The most common species causing CAPA in our centre was Aspergillus flavus, followed by A. niger and then A. fumigatus. Although this distribution is quite different from that reported from the rest of the world, where A. fumigatus is the most common invasive aspergillus species, A. flavus is the most common species reported from Karachi, Pakistan, in a wide spectrum of aspergillosis , , as well as the environment.

Mortality in patients with CAPA was 48%, and it was significantly higher compared to those patients without CAPA (13%). This has been similarly reported from Europe (58% vs.24.1%), Turkey (ICU mortality of 67.4% vs. 29.4%) as well as systematic reviews of studies largely conducted in high‐income countries. , , , However, despite higher mortality with CAPA in COVID‐19 patients in Brazil, no significant difference was observed in comparison with non‐CAPA patients.

To the best of our knowledge, our study is the one of the few and the largest from LMICs, from an area with a high fungal disease burden with limited resources for diagnosis. Moreover, our study evaluated the impact of CAPA on patient outcomes. Our study had certain limitations including the fact that this is a single‐centre study although our centre is a major tertiary care centre with a dedicated COVID‐19 unit and receives referrals from across the country owing to capability and expertise for diagnosing fungal infections.
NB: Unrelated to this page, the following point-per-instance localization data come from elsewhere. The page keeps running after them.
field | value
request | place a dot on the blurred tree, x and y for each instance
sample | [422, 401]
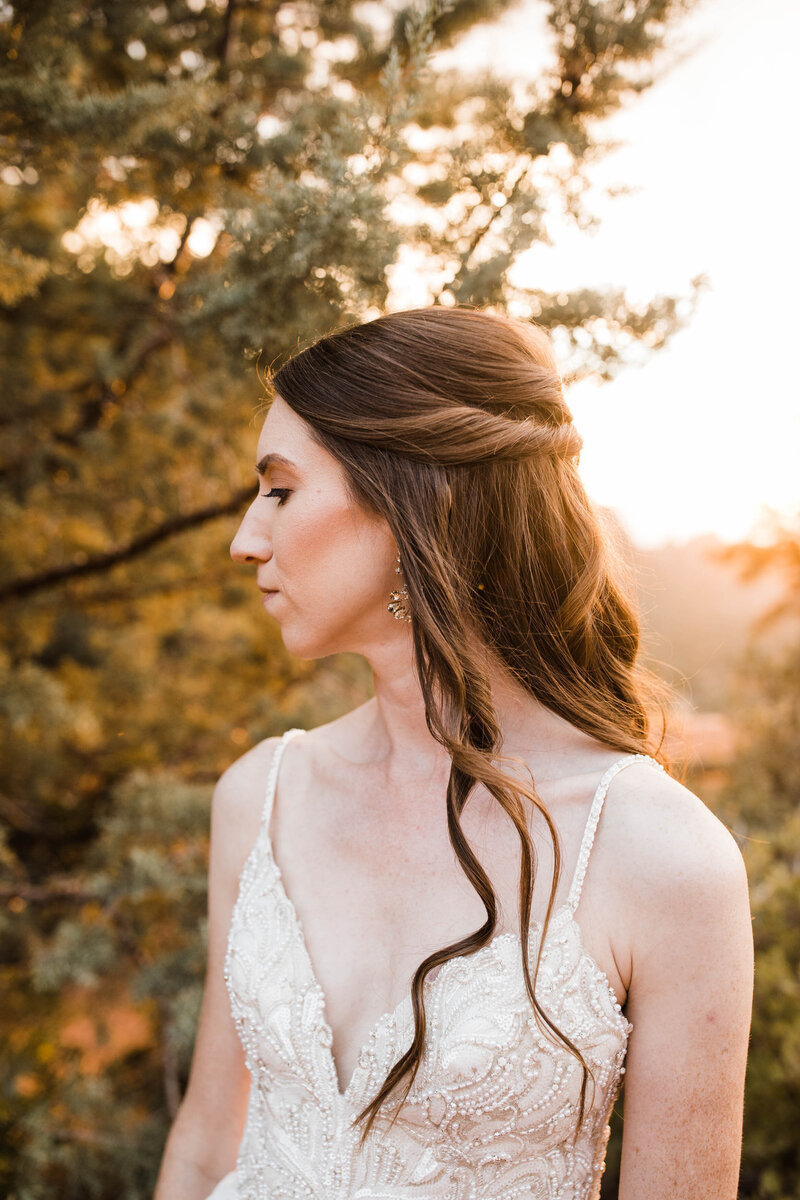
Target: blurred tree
[762, 804]
[186, 186]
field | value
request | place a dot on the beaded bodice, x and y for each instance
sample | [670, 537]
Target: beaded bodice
[492, 1111]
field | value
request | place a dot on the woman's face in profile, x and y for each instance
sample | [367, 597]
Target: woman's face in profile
[329, 563]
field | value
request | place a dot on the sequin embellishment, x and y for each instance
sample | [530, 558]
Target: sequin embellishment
[492, 1111]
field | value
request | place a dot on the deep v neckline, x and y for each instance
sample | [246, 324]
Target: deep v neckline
[404, 1002]
[565, 910]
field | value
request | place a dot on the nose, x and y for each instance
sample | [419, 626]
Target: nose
[250, 544]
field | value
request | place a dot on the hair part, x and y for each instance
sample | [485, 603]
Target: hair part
[450, 423]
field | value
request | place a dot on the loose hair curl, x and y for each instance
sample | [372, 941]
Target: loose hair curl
[450, 423]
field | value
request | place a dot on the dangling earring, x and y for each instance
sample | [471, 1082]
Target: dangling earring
[398, 600]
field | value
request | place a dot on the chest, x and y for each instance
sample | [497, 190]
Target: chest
[376, 888]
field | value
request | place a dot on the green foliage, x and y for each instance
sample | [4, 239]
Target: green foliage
[190, 189]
Furthermore, a number of patients were included prior to vaccination roll‐out in the country which may change the predisposition to CAPA. Another limitation could be non‐availability of BAL for GM detection since bronchoscopies were not performed and serum GM was negative in many patients; therefore, some of the possible cases may actually be probable. Our study was also not powered for survival analysis, but we did find an independent association of mortality with CAPA. Future studies from Pakistan may help confirm this finding.

CONCLUSION

We conclude that patients with age greater than 60 years, CKD and critical illness at presentation are at greater risk for CAPA. Moreover, mortality and risk of other complications are higher. Hence, we recommend a high index of suspicion for CAPA presenting with these risk factors for early initiation of antifungal therapy in order to avoid an adverse outcome.

FUNDING INFORMATION

No funding was received for this study.

CONFLICT OF INTEREST

None of the authors have any conflict of interest.